I wasn’t expecting to adopt another dog until one day my neighbor came over with a tiny puppy tucked under her arm. As she explained why she was there, the pup stared at me, her bright eyes sparkling with personality that would have melted any dog lover’s heart. Before I knew it, the pup was nestled in my arms, giving me kisses. Riley is a Rat Terrier/Chihuahua mix, and she’s the smallest one in my pack of much larger dogs, but her attitude is definitely “Don’t mess with me.” One would think a small dog would show a little respect to a dog towering over her, but that would be ignoring the tenacity of most little dogs. So why do some small dogs pick fights with larger dogs?

One theory posed by vets is that a lot of small dogs tend to spend more time in their owners arms, giving them a higher position where they can view a larger dog from above. We have a tendency to be more protective of a small dog, especially if there are larger dogs in the family. To prevent small dog syndrome, I treat Riley just like my other dogs, and I don’t let her get away with doing things I wouldn’t allow the bigger dogs to do. We don’t pick her up and carry her around, and we let the dogs resolve minor disagreements themselves. The alpha dog in a pack isn’t always the biggest dog; sometimes it is the smallest one.

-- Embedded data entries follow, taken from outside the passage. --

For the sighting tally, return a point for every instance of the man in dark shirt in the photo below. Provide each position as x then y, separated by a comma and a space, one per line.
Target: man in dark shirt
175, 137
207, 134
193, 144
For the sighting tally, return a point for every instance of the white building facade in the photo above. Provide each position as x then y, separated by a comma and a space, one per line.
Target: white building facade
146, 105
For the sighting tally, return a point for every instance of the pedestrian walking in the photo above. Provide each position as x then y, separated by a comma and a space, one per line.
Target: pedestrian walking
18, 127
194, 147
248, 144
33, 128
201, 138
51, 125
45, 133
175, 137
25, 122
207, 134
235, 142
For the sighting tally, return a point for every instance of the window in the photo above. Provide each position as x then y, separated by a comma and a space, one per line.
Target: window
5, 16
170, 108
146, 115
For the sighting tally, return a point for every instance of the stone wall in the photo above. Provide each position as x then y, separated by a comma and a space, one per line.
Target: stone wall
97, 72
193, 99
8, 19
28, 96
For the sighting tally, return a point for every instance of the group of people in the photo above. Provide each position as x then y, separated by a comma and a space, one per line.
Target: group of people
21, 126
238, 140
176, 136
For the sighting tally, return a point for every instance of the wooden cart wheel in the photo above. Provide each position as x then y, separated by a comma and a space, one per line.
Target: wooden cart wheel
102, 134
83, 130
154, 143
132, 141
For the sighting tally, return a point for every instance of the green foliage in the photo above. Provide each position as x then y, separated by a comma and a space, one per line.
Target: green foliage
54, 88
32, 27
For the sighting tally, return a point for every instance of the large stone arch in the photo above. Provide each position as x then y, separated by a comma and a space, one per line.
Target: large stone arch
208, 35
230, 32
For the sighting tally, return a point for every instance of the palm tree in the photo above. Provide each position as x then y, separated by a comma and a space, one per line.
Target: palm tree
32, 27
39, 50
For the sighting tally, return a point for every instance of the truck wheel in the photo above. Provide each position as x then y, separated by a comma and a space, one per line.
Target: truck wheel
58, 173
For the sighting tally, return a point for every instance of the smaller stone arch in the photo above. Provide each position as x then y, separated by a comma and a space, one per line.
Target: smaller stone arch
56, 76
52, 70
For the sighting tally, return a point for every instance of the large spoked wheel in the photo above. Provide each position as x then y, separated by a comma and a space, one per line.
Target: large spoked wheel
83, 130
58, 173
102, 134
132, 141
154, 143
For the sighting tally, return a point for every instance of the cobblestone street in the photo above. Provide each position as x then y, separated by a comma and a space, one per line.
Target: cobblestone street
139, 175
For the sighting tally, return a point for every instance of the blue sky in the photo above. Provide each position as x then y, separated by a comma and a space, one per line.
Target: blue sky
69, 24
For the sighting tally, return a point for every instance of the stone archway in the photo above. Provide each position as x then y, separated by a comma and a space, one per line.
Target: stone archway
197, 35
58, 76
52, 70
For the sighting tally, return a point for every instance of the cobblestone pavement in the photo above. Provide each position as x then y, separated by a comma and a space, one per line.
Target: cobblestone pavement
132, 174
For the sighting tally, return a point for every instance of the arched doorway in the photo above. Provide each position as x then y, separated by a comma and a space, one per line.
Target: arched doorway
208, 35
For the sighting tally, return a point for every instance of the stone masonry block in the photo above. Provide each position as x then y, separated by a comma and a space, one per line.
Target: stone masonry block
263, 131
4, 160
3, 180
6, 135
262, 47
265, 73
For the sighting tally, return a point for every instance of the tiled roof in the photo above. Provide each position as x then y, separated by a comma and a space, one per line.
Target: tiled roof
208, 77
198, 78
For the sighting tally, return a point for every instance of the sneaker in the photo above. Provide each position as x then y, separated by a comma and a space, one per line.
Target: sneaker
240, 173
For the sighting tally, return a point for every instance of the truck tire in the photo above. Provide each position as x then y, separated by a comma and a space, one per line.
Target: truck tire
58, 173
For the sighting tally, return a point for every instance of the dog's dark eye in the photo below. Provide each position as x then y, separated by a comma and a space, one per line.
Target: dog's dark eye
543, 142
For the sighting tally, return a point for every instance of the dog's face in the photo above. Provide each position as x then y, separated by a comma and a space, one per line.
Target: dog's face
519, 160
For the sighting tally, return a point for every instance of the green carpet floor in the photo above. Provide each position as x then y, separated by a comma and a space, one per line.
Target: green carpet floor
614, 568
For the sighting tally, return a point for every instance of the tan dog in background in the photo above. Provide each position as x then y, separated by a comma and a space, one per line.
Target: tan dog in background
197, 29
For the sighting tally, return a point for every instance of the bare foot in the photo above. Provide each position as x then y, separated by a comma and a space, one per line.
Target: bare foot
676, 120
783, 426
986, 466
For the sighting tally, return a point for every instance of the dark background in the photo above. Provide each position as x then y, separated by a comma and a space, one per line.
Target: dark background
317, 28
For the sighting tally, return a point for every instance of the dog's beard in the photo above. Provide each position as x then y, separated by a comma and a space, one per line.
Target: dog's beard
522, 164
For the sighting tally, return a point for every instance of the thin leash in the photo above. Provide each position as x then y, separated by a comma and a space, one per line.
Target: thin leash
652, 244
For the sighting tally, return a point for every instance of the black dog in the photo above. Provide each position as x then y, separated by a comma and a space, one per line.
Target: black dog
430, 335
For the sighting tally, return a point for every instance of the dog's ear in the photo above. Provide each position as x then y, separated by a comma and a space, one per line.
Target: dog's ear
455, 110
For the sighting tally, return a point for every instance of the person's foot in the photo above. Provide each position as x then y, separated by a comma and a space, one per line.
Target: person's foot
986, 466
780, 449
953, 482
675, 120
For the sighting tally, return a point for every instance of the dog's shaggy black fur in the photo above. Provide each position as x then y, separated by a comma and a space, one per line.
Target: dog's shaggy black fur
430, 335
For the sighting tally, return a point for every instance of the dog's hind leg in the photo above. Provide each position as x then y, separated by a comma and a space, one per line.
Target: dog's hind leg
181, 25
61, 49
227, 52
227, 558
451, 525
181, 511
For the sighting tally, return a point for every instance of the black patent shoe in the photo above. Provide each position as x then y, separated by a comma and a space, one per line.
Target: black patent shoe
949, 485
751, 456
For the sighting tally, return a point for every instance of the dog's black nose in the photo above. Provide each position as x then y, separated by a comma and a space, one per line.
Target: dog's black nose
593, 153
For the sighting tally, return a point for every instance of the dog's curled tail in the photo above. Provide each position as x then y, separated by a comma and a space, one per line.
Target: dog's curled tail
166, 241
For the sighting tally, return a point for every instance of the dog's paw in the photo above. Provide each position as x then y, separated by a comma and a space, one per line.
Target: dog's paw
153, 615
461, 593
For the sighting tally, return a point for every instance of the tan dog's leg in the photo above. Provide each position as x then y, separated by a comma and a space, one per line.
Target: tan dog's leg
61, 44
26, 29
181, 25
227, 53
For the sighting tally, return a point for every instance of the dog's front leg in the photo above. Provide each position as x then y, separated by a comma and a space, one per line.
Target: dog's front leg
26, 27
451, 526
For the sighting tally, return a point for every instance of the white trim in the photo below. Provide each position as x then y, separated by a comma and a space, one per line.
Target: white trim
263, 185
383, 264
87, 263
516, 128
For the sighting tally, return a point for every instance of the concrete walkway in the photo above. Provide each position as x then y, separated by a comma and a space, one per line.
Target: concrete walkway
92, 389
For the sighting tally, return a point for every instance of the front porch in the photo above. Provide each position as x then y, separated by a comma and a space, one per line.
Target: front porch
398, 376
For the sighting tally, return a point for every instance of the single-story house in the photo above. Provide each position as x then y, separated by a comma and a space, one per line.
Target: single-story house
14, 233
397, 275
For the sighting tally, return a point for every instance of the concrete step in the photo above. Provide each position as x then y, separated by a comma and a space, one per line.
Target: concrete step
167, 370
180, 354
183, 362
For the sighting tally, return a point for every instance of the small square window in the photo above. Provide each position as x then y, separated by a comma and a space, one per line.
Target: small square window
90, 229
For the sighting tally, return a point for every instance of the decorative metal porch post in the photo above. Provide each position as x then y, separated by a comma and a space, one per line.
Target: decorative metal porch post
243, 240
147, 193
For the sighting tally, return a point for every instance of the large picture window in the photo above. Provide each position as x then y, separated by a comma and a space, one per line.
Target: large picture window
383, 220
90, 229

Like larger dog breeds, small breeds were bred to do a specific job. Some were developed to be companion dogs, happy to lounge away their days in the lap of the one they love. But most small breeds were created to hunt vermin or prey. These little canines had to be feisty, tenacious, brave and independent. They needed a fierce attitude to stand up to sometimes larger prey, with an equal amount of attitude. As far as the little dog goes, his size has nothing to do with it. It’s his super sized willingness to fight that’s important.